Back to Ruflo

ADR-081 — Labelled Held-Out Corpus + nDCG/Precision Metrics

v3/docs/adr/ADR-081-labelled-corpus-and-ndcg.md

3.10.307.1 KB
Original Source

ADR-081 — Labelled Held-Out Corpus + nDCG/Precision Metrics

Status: Accepted — Implemented in ruflo 3.10.21 Date: 2026-05-30 Tracking: continuation of self-learning hardening cluster (#2245 → ADR-074 → ADR-075 → ADR-076 → ADR-077 → ADR-078 → ADR-079 → ADR-080) Related: ADR-077–080 (which used a regex-over-subject relevance proxy)

Context

ADRs 077–080 reported the same "top-1 hit rate" metric using a regex applied to each result's commit subject. That worked well enough to drive direction (0% → 90% across the four releases) but had a hidden ceiling: the regex couldn't distinguish related-but-wrong from exactly-right commits.
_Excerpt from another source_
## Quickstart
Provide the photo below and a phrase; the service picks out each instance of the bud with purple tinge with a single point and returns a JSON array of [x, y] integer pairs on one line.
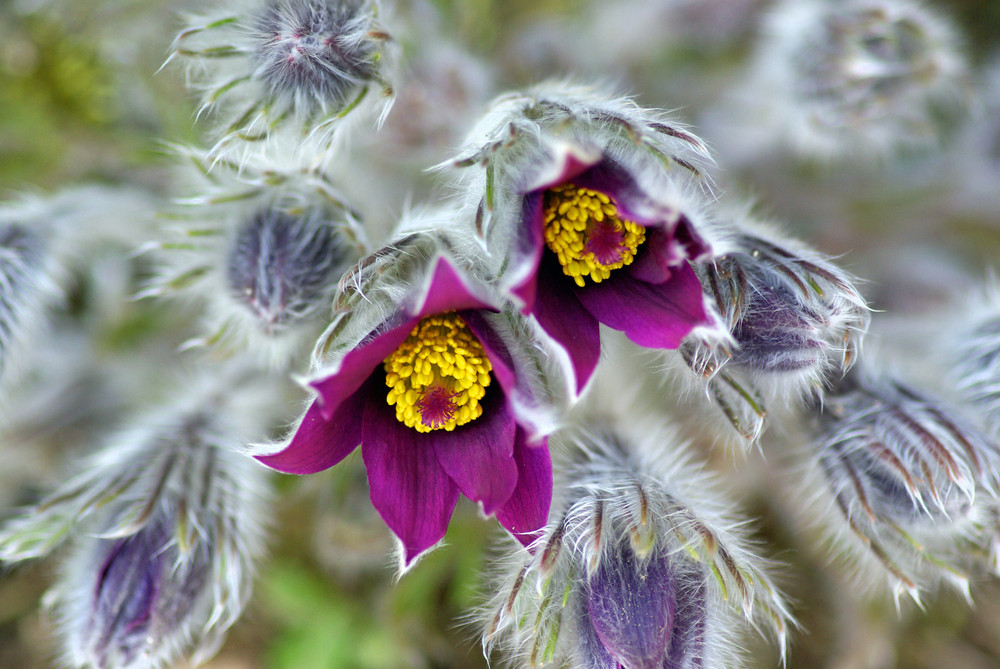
[[262, 246], [794, 317], [639, 567], [165, 529]]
When I built a hand-curated labelled corpus and re-ran the same 4 configurations through it, the truth was uglier than the regex showed in both directions:

ConfigRegex top-1Labelled top-1Direction
Hybrid (3.10.19)80%90%regex under-reported
Hybrid + Rerank (3.10.20)90%80%regex over-reported

The regex was missing relevant matches (the original Self-learning reports success but persists nothing issue was the right answer for the "self-learning wiring" query — the regex didn't match it because no token overlap with the query keywords) AND it was counting related-but-wrong matches as hits.

This is the kind of finding only a labelled corpus reveals. Proving SOTA requires honest measurement of relevance, not just a token-overlap proxy.

Decision

Three changes, one release:

1. Labelled held-out corpus

Each of the 10 bench queries gets expectedSubstrings: string[] — case-insensitive substring matches against the pattern's name. A result is "relevant" if its name contains ANY of the labelled substrings. Hand-curated from inspection of the actual ruflo commit/issue history; encoded directly in scripts/benchmark-pretrained-retrieval.mjs (no separate file).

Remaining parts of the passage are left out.